Mel stared at her, and Joyce gave her a ghost of a smile. Then as if she couldn’t stand the suspense, she jumped up and down and said, “You’re in the lead!”
“We’re what?” Mel asked.
“In the lead, numero uno, tip-top,” Ginny said.
“I have to see this,” Angie said. She grabbed Mel’s arm and said, “Come on.”
They skirted the booths where restaurants were in the midst of setting up for the day and cut across the lawn. Mel couldn’t help glancing at where the bar had been yesterday. She noticed the trailer that Vic had been found in was gone, and she wondered if the police had impounded it.
They reached the stretch of the mall where their cooking dais was situated, and sure enough, mounted above the cooking area was a huge billboard and Fairy Tale Cupcakes was at the top.
“I’ll be damned,” Mel said. “Look at that.”
She quickly perused the board and noticed that Confections was listed third after Polly’s Cookies.
Angie pumped her fist and let out a very unsportsmanlike whoop.

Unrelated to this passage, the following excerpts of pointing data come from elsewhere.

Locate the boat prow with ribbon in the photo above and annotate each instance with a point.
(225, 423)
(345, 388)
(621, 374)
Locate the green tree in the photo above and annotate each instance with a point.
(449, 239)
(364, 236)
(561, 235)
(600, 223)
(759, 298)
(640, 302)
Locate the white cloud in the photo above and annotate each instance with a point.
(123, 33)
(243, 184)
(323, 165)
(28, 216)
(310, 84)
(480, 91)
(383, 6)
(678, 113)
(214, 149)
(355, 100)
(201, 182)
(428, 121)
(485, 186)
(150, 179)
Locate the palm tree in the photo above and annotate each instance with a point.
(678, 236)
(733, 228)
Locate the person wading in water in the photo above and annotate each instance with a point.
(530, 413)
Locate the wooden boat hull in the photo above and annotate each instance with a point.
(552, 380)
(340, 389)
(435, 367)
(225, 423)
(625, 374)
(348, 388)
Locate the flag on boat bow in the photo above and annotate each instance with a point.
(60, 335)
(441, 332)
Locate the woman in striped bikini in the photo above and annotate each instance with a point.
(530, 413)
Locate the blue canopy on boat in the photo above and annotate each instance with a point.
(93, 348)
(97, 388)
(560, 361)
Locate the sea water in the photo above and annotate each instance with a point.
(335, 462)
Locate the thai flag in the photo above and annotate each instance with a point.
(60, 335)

Given the circumstances with Vic, Mel couldn’t get that enthused, but she did feel a surge of satisfaction that was impossible to deny.
“Don’t get too used to it,” a voice snarled from behind them. “This is just the first cut.”
Mel whirled around to find Olivia and her sous-chef glaring at them. She wondered if Olivia had any other look or if she suffered from an advanced case of permascowl.
“Oh, I don’t think it’s for us to get used to,” Angie said. “I’d say that’s more your problem, ’cause we’re number one and we’re planning to stay there.”
“Hunh,” Olivia grunted. “That’s going to be kind of hard now that your little judge buddy is dead.”
Mel felt a blast of white-hot anger light her up from the inside with the explosive force of gunpowder. Olivia did not deserve to even utter Vic’s name, never mind be dismissive of his death.